In view of our decision in this case, we will discuss only the fourth assignment of error.

It is well settled that findings of fact made by the Workmen's Compensation Court on rehearing have the same force and effect as a jury verdict in a civil case and, if supported by sufficient evidence, will not be disturbed on appeal unless clearly wrong. Renshaw v. Merrigol-Adler Bakery, 212 Neb. 662, 325 N.W.2d 46 (1982).

Essentially, the question which arises in this case is the same one which has with increasing frequency arisen in other compensation court appeals, namely, whether there has been sufficient proof of medical causation to establish that the disability is the result of an accident arising out of as well as in the course of employment. The medical evidence establishes that Caradori suffers from the effects of a cervical sprain with attendant pain and suffers a disability which the compensation court determined to be 10 percent of the body as a whole.

The testimony offered by Caradori relating to causation is by Dr. Louis Tribulato, an orthopedist, as follows: "Q. Regarding the history that she gave you of the two injuries, do you feel that these, her current condition, could have been caused by those injuries? A. Yes. MR. ZINC: Obtain [sic] as no proper and sufficient foundation. Go *867 ahead. BY MR. DILLON: Q. And would you state this conclusion based upon your skill, training and experience and with reasonable medical certainty? A. Yes."

Dr. John Goldner, a neurologist, testified that, with reasonable medical certainty, a cervical nerve impingement could have been caused by the first or second accident.

None of the physicians, whether testifying for Frontier Airlines or Caradori, stated that, in their opinion, Caradori's disability was the result of an accident arising out of as well as in the course of employment.

This is a difficult case. Whether by accident or design, counsel omitted asking expert medical opinion on causation. We are not free to retry cases on appeal, or to speculate on the answers treating physicians might have given to questions not asked.

Neb.Rev.Stat. § 48-101 (Reissue 1978) provides in part that "When personal injury is caused to an employee by accident or occupational disease, arising out of and in the course of his or her employment, such employee shall receive compensation therefor...." (Emphasis supplied.)

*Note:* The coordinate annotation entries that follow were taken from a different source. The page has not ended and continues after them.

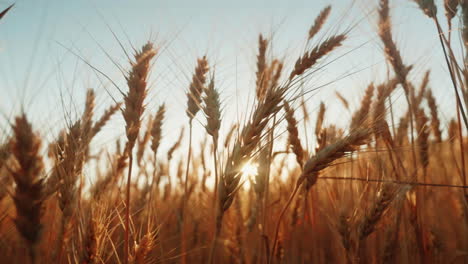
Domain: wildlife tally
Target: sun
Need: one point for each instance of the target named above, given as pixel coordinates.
(250, 170)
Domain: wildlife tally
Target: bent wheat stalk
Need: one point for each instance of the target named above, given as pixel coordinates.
(134, 108)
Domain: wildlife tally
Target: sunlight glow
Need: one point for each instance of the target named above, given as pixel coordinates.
(250, 170)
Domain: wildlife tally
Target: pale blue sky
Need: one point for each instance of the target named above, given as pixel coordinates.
(40, 41)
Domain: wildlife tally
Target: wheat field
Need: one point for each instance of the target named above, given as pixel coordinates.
(282, 184)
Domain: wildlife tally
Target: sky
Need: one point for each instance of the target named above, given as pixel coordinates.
(50, 51)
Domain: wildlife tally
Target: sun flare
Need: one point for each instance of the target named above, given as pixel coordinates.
(250, 170)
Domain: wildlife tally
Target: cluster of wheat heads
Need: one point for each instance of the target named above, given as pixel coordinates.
(383, 189)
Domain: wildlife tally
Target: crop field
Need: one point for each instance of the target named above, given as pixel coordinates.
(346, 145)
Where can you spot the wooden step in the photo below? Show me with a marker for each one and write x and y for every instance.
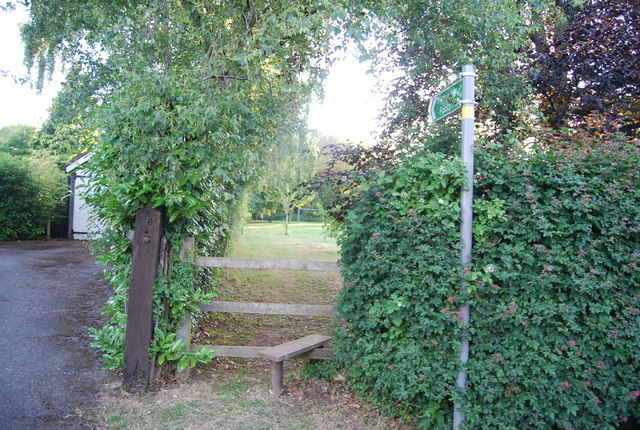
(291, 349)
(279, 353)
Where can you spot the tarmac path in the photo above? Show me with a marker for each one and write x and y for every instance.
(50, 294)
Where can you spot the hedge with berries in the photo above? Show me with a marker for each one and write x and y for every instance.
(554, 287)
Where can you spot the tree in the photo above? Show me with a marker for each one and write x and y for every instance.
(193, 97)
(431, 41)
(290, 166)
(17, 139)
(591, 66)
(31, 188)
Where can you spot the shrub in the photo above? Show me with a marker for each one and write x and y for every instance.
(31, 189)
(554, 288)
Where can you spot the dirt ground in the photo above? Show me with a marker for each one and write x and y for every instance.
(50, 377)
(50, 294)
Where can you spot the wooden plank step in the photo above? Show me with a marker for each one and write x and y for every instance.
(268, 308)
(291, 349)
(255, 263)
(232, 351)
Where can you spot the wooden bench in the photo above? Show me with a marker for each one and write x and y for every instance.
(285, 351)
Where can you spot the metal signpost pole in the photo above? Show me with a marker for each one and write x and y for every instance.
(466, 203)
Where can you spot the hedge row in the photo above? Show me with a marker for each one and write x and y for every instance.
(555, 288)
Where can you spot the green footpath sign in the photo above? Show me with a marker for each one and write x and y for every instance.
(446, 102)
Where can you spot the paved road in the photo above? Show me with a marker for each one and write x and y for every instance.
(50, 378)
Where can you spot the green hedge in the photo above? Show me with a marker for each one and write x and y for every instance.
(20, 209)
(555, 288)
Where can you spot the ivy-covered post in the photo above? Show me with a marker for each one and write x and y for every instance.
(183, 330)
(146, 247)
(466, 225)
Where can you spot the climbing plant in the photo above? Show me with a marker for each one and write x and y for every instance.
(189, 100)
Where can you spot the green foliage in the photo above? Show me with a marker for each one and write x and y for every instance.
(175, 298)
(554, 287)
(430, 41)
(291, 164)
(321, 369)
(185, 99)
(31, 189)
(17, 139)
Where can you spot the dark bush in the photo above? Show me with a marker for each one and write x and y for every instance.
(31, 190)
(555, 287)
(19, 212)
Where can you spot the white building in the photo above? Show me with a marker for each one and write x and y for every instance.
(81, 224)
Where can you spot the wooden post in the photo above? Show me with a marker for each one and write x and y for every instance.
(277, 378)
(183, 331)
(146, 246)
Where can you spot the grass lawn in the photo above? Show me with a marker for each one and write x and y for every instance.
(306, 241)
(234, 393)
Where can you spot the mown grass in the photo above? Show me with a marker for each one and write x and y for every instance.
(234, 394)
(306, 241)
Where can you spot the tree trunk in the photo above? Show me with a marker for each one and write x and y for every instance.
(286, 224)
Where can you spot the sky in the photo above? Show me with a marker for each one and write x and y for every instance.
(348, 111)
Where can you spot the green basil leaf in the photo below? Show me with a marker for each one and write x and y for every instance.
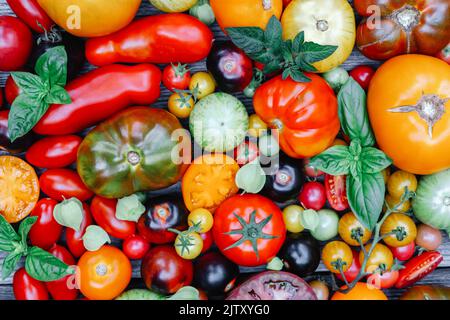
(353, 113)
(43, 266)
(366, 197)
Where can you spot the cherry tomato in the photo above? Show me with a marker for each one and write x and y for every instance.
(135, 247)
(176, 77)
(60, 184)
(313, 196)
(46, 231)
(27, 288)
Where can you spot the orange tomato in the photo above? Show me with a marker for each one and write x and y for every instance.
(361, 292)
(246, 13)
(209, 181)
(103, 274)
(19, 188)
(407, 101)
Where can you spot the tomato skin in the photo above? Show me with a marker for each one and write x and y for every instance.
(104, 213)
(54, 152)
(173, 37)
(27, 288)
(60, 184)
(15, 44)
(46, 231)
(99, 94)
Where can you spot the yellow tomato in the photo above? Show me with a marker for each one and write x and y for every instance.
(326, 22)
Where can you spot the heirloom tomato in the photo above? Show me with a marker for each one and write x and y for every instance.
(131, 152)
(407, 100)
(305, 114)
(249, 229)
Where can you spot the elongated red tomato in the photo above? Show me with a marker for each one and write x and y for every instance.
(54, 152)
(98, 95)
(163, 38)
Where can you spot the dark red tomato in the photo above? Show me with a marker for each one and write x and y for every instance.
(164, 271)
(336, 191)
(313, 196)
(404, 253)
(363, 75)
(104, 213)
(46, 231)
(176, 77)
(60, 184)
(54, 152)
(135, 247)
(62, 289)
(418, 267)
(230, 67)
(74, 239)
(27, 288)
(16, 42)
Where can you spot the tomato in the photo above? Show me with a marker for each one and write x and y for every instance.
(27, 288)
(62, 289)
(337, 256)
(81, 17)
(99, 94)
(313, 195)
(245, 13)
(249, 229)
(402, 27)
(135, 247)
(165, 38)
(402, 229)
(104, 213)
(350, 229)
(103, 274)
(54, 152)
(164, 271)
(19, 190)
(394, 104)
(326, 22)
(45, 232)
(176, 77)
(15, 43)
(418, 267)
(305, 114)
(209, 180)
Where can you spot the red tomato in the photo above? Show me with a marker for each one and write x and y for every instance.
(16, 42)
(54, 152)
(46, 231)
(249, 229)
(27, 288)
(104, 213)
(74, 239)
(60, 184)
(418, 267)
(62, 289)
(135, 247)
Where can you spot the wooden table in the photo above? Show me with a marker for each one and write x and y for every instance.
(440, 277)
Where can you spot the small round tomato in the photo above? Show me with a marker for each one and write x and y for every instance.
(313, 195)
(46, 231)
(337, 256)
(401, 228)
(350, 230)
(103, 274)
(176, 77)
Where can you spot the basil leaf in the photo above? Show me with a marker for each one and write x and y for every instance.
(353, 113)
(366, 197)
(43, 266)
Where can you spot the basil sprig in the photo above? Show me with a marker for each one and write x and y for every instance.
(38, 91)
(39, 264)
(293, 57)
(360, 161)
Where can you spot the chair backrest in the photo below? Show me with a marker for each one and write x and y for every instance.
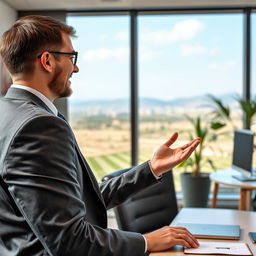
(149, 209)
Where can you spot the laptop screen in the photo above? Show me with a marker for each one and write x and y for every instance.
(243, 151)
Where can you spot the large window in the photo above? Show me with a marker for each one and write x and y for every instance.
(99, 107)
(182, 59)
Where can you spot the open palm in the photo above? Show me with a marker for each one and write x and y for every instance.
(165, 158)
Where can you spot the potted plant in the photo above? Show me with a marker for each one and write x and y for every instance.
(195, 185)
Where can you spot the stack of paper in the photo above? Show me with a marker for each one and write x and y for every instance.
(220, 248)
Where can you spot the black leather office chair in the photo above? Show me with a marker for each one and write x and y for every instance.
(149, 209)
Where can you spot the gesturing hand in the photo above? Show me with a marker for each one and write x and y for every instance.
(165, 158)
(167, 237)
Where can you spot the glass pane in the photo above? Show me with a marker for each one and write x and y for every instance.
(182, 59)
(253, 73)
(99, 107)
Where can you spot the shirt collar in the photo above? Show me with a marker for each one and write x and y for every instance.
(47, 102)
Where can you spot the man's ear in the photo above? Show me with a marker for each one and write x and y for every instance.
(47, 61)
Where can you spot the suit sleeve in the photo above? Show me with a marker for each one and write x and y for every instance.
(41, 175)
(118, 189)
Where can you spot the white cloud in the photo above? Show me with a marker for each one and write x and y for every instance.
(122, 36)
(119, 54)
(224, 66)
(147, 54)
(188, 50)
(103, 37)
(182, 31)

In Smith v. Stevens, 173 Neb. 723, 725-26, 114 N.W.2d 724, 726 (1962), this court stated that "The burden of proof is upon the plaintiff to prove an accident arising out of and in the course of his employment and the disability resulting therefrom. Plaintiff must show a causal connection between the accident suffered by him and the alleged disability." Although the Smith decision was rendered under a de novo review and not the present clearly erroneous standard, its logic remains applicable to the facts in the present case.

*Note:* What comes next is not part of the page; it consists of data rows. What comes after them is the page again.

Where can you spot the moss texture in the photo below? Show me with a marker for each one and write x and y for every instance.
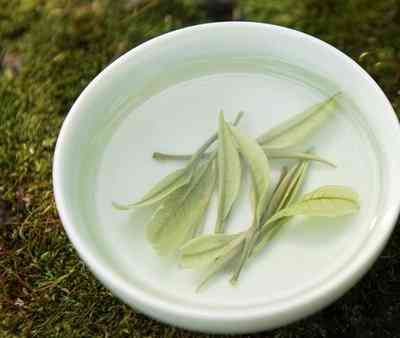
(49, 51)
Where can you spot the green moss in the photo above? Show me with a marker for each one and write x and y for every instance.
(50, 50)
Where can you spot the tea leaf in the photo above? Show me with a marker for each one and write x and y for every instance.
(286, 154)
(284, 194)
(298, 128)
(229, 173)
(328, 201)
(219, 264)
(177, 219)
(170, 183)
(163, 156)
(294, 185)
(205, 249)
(166, 186)
(259, 169)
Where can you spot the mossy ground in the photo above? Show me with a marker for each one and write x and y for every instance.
(49, 51)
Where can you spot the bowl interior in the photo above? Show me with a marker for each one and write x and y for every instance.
(166, 96)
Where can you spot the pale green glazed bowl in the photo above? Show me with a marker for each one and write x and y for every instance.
(165, 95)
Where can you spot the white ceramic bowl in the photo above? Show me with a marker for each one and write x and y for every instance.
(165, 96)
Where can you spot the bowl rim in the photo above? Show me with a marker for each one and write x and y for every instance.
(164, 310)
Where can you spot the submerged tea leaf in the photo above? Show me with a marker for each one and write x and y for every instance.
(297, 129)
(286, 154)
(170, 183)
(284, 194)
(229, 173)
(219, 264)
(203, 250)
(177, 219)
(260, 173)
(166, 186)
(328, 201)
(259, 168)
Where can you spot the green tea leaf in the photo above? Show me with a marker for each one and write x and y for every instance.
(259, 168)
(286, 154)
(166, 186)
(298, 128)
(328, 201)
(219, 264)
(164, 156)
(280, 191)
(229, 173)
(203, 250)
(284, 195)
(177, 219)
(170, 183)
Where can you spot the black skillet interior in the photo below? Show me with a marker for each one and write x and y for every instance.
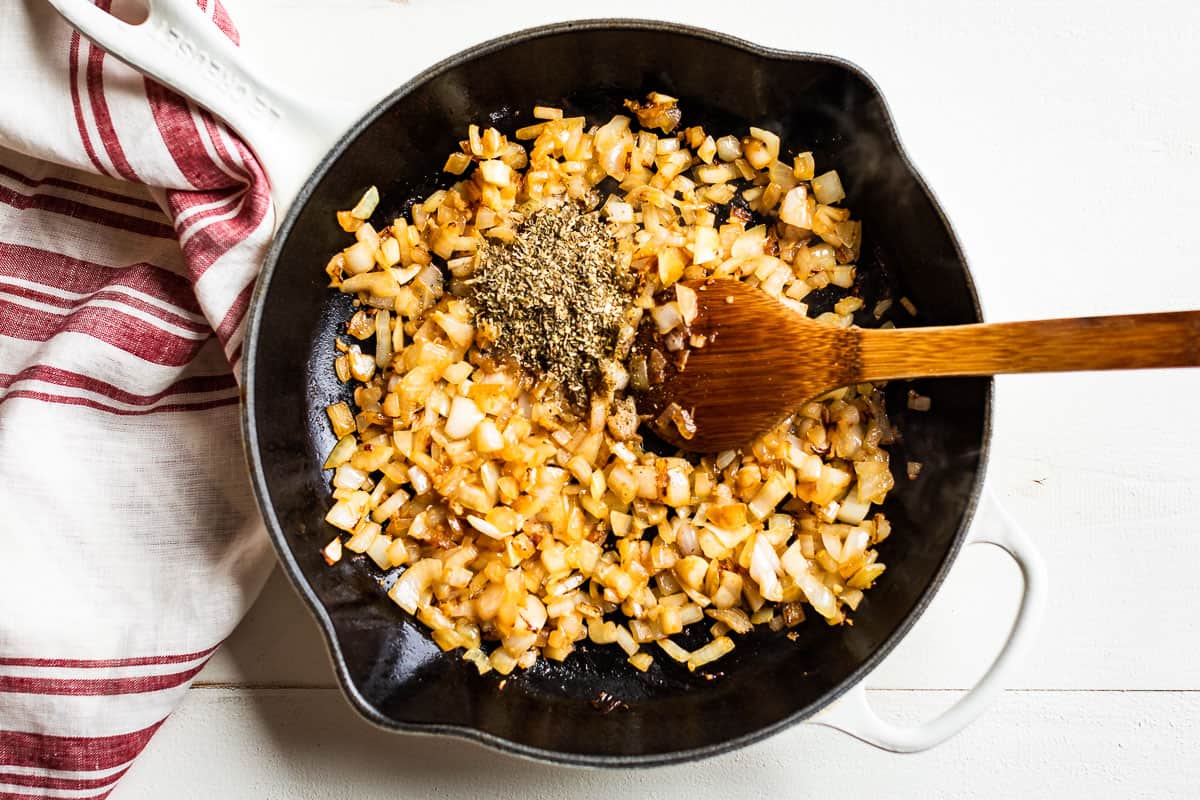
(391, 671)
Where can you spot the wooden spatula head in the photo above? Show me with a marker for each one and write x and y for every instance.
(745, 379)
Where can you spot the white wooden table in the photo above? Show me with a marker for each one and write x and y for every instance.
(1063, 139)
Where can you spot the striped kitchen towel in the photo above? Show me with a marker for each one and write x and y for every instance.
(132, 224)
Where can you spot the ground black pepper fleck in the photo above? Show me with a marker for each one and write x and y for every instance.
(553, 299)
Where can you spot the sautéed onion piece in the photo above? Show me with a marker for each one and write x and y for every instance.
(521, 523)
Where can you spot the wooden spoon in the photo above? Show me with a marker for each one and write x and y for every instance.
(761, 360)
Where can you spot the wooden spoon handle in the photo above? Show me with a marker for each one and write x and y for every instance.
(1125, 342)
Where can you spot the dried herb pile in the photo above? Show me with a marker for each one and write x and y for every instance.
(553, 299)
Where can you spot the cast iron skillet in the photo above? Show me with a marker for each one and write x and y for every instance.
(390, 669)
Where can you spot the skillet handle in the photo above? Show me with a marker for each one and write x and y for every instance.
(852, 714)
(181, 48)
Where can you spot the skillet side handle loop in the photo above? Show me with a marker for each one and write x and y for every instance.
(853, 715)
(181, 48)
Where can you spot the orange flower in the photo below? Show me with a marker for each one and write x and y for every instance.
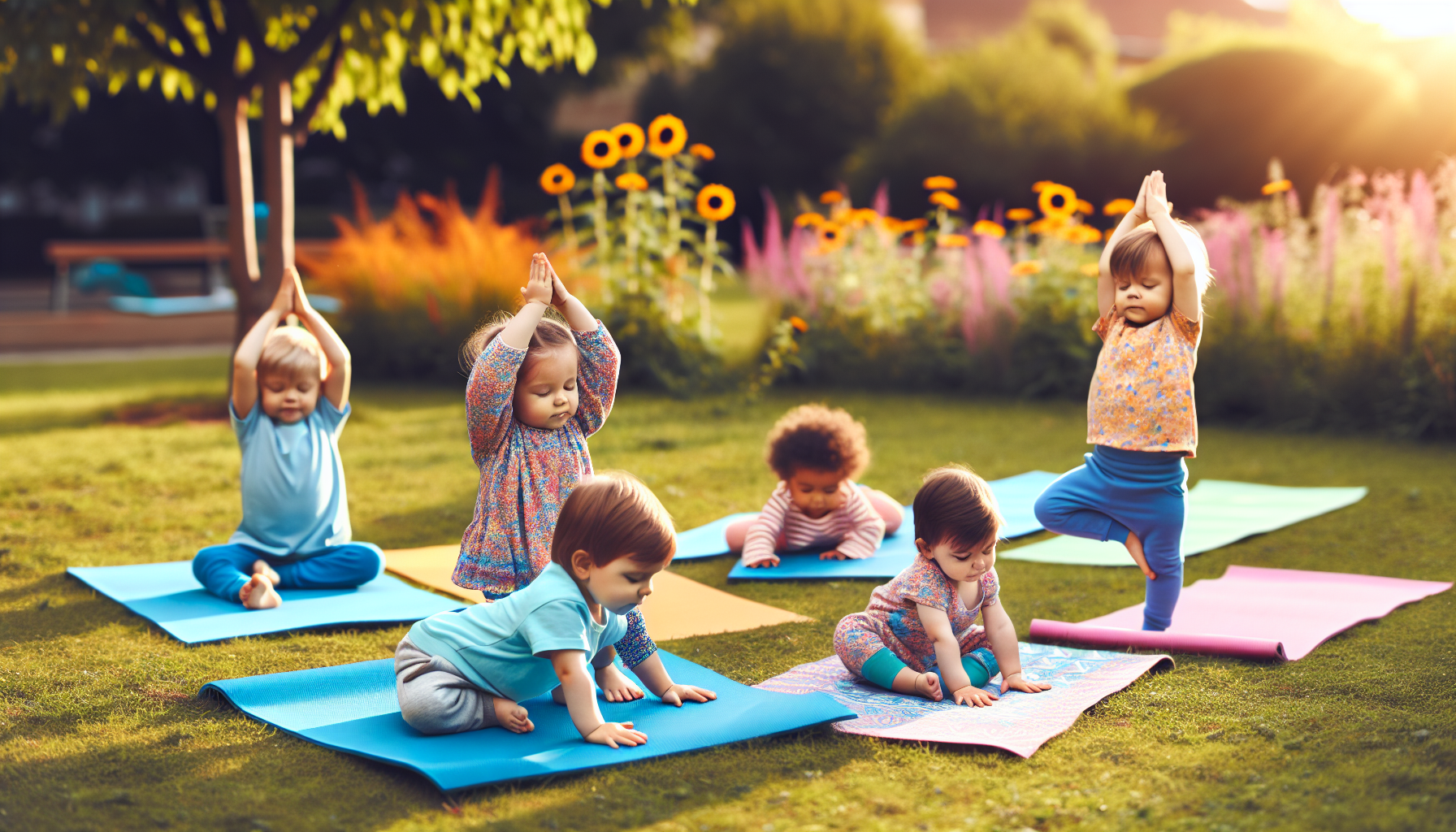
(630, 139)
(632, 183)
(1119, 207)
(665, 136)
(945, 200)
(600, 150)
(715, 203)
(558, 180)
(989, 229)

Also, in Mack v. Dale Electronics, Inc., 209 Neb. 367, 370, 307 N.W.2d 814, 816 (1981), we said: "`Where the claimed injuries are of such a character as to require skilled and professional persons to determine the cause and extent thereof, the question is one of science. Such a question must necessarily be determined from the testimony of skilled professional persons and cannot be determined from the testimony of unskilled witnesses having no scientific knowledge of such injuries.' The employee must show by competent medical testimony a causal connection between the alleged injury, the employment, and the disability."

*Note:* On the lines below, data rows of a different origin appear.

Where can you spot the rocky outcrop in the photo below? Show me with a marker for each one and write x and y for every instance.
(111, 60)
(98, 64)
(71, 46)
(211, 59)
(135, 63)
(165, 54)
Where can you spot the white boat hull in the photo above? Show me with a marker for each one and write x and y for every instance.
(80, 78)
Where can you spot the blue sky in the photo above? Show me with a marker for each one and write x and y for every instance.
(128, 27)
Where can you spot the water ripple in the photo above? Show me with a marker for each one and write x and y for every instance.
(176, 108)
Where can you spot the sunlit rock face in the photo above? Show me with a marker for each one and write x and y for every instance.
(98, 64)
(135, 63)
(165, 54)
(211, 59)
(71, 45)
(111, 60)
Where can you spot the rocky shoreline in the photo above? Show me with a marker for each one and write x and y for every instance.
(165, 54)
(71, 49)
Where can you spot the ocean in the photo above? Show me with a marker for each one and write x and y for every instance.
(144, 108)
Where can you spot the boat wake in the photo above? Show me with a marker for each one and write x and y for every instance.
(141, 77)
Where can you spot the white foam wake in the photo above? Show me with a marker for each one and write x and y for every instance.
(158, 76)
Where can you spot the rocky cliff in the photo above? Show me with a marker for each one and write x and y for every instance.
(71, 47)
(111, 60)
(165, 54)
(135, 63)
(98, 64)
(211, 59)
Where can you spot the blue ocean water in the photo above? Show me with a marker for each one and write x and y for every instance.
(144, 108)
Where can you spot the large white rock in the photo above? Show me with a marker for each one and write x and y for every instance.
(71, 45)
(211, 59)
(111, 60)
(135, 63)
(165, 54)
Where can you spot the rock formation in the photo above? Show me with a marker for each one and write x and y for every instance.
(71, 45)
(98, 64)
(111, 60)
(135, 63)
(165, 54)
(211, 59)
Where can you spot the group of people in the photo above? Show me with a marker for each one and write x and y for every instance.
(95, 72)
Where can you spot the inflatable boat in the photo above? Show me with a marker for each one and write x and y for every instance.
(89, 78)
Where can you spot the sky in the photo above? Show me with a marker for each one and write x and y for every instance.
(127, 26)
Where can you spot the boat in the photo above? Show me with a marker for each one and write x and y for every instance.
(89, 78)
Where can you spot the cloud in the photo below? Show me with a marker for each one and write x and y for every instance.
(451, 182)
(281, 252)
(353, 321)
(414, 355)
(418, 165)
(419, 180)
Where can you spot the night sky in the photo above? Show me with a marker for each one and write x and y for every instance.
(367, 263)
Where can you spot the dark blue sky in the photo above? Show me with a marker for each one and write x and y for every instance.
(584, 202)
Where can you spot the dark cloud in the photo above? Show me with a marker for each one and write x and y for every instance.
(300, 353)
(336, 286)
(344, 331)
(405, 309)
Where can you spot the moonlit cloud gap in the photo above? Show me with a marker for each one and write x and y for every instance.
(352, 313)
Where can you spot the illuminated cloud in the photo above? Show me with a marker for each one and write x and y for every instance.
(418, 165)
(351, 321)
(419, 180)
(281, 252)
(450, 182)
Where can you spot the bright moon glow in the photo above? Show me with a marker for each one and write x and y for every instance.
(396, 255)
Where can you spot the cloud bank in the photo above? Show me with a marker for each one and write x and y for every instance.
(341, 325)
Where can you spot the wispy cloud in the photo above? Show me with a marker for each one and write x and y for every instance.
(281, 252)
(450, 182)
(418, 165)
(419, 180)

An award of compensation may not be based on possibilities or speculative evidence. Welke v. City of Ainsworth, 179 Neb. 496, 138 N.W.2d 808 (1965). Thus, the mere possibility that a disability arose out of and in the course of employment does not satisfy the claimant's burden of proof.

The claimant, Caradori, having only proved that the disability could have been caused by an accident arising out of and in the course of employment has not sustained her burden of proof. The award must be reversed and the cause remanded with directions to dismiss the petition.